Hi @DavidTurner, thank's for your update.
How to stop or minimize the process put-mapping?
I using logstash, metricbeat, filebeat to put data.

How to identify the process cause the put-mapping?

For example:
GET /_tasks?detailed=true

 "1EWDKShaR4muQ2_6KCd2dg:1059431559" : {
          "node" : "1EWDKShaR4muQ2_6KCd2dg",
          "id" : 1059431559,
          "type" : "netty",
          "action" : "indices:admin/mapping/put",
          "description" : "",
          "start_time_in_millis" : 1607611398514,
          "running_time_in_nanos" : 608622968,
          "cancellable" : false,
          "parent_task_id" : "y0uMNye4Sc-y5lM0p59G6Q:513942027",
          "headers" : { }
        },
        "1EWDKShaR4muQ2_6KCd2dg:1059431558" : {
          "node" : "1EWDKShaR4muQ2_6KCd2dg",
          "id" : 1059431558,
          "type" : "netty",
          "action" : "indices:admin/mapping/put",
          "description" : "",
          "start_time_in_millis" : 1607611398498,
          "running_time_in_nanos" : 624527171,
          "cancellable" : false,
          "parent_task_id" : "Ny8ihNH2SO-qxXROkZj4-A:575706969",
          "headers" : { }
        },

Good question. Check GET /_cluster/pending_tasks?pretty&human, I think this identifies the index whose mapping is being updated.

Hi @DavidTurner, thank's for your update,

For this command I receive that result:

{
  "tasks" : [
    {
      "insert_order" : 268970200,
      "priority" : "HIGH",
      "source" : "put-mapping",
      "executing" : true,
      "time_in_queue_millis" : 1453,
      "time_in_queue" : "1.4s"
    },
    {
      "insert_order" : 268970201,
      "priority" : "HIGH",
      "source" : "put-mapping",
      "executing" : false,
      "time_in_queue_millis" : 1451,
      "time_in_queue" : "1.4s"
    },
....

Oh, that's not helpful.

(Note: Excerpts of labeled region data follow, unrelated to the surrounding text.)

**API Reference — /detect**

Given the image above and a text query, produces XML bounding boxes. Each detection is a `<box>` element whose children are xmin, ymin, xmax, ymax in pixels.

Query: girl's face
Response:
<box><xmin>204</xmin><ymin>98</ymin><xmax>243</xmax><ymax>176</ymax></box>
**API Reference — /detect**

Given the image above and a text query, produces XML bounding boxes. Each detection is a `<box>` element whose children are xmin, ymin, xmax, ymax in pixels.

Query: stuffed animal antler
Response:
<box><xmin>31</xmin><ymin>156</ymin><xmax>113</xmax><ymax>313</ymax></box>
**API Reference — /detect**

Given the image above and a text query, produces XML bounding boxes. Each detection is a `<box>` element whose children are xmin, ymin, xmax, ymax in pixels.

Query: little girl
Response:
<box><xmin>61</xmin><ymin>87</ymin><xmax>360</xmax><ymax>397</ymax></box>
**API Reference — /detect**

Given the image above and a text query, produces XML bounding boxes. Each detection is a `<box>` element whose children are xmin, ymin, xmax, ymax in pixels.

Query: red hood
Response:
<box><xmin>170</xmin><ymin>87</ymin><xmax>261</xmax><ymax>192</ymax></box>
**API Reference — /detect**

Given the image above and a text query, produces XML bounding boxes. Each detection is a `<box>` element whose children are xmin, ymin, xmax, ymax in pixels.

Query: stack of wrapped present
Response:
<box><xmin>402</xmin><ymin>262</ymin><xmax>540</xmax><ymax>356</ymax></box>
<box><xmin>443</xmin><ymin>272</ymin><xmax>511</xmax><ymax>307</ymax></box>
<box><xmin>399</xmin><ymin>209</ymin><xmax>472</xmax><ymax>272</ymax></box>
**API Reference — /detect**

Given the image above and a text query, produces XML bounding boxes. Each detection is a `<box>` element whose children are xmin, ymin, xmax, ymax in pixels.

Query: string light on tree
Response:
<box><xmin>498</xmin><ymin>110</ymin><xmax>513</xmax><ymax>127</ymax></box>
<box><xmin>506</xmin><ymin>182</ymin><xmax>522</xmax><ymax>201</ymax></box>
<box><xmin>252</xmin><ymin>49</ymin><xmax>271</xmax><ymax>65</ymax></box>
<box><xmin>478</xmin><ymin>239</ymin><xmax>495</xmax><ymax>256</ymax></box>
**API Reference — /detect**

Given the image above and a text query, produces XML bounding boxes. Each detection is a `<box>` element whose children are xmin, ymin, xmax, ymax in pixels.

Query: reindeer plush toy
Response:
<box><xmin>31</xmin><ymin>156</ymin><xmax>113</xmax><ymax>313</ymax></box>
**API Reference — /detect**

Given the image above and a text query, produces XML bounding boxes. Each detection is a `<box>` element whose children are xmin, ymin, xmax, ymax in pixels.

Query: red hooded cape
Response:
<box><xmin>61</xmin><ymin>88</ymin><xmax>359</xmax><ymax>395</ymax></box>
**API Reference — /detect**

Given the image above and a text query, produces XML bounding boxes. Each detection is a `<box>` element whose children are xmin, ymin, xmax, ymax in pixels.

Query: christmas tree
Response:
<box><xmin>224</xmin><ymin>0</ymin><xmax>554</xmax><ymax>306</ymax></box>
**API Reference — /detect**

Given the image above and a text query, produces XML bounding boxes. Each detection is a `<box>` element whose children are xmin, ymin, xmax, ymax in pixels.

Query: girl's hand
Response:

What version is this?

Hi, @DavidTurner,
My version is 6.8.1

Ah ok we only added the index name to the output in https://github.com/elastic/elasticsearch/pull/52690 (i.e. 7.7.0). I don't have any other great suggestions for such an old version as 6.8.1, sorry. It could well be any of the clients you listed.

Understand this possible.
Thank's

This topic was automatically closed 28 days after the last reply. New replies are no longer allowed.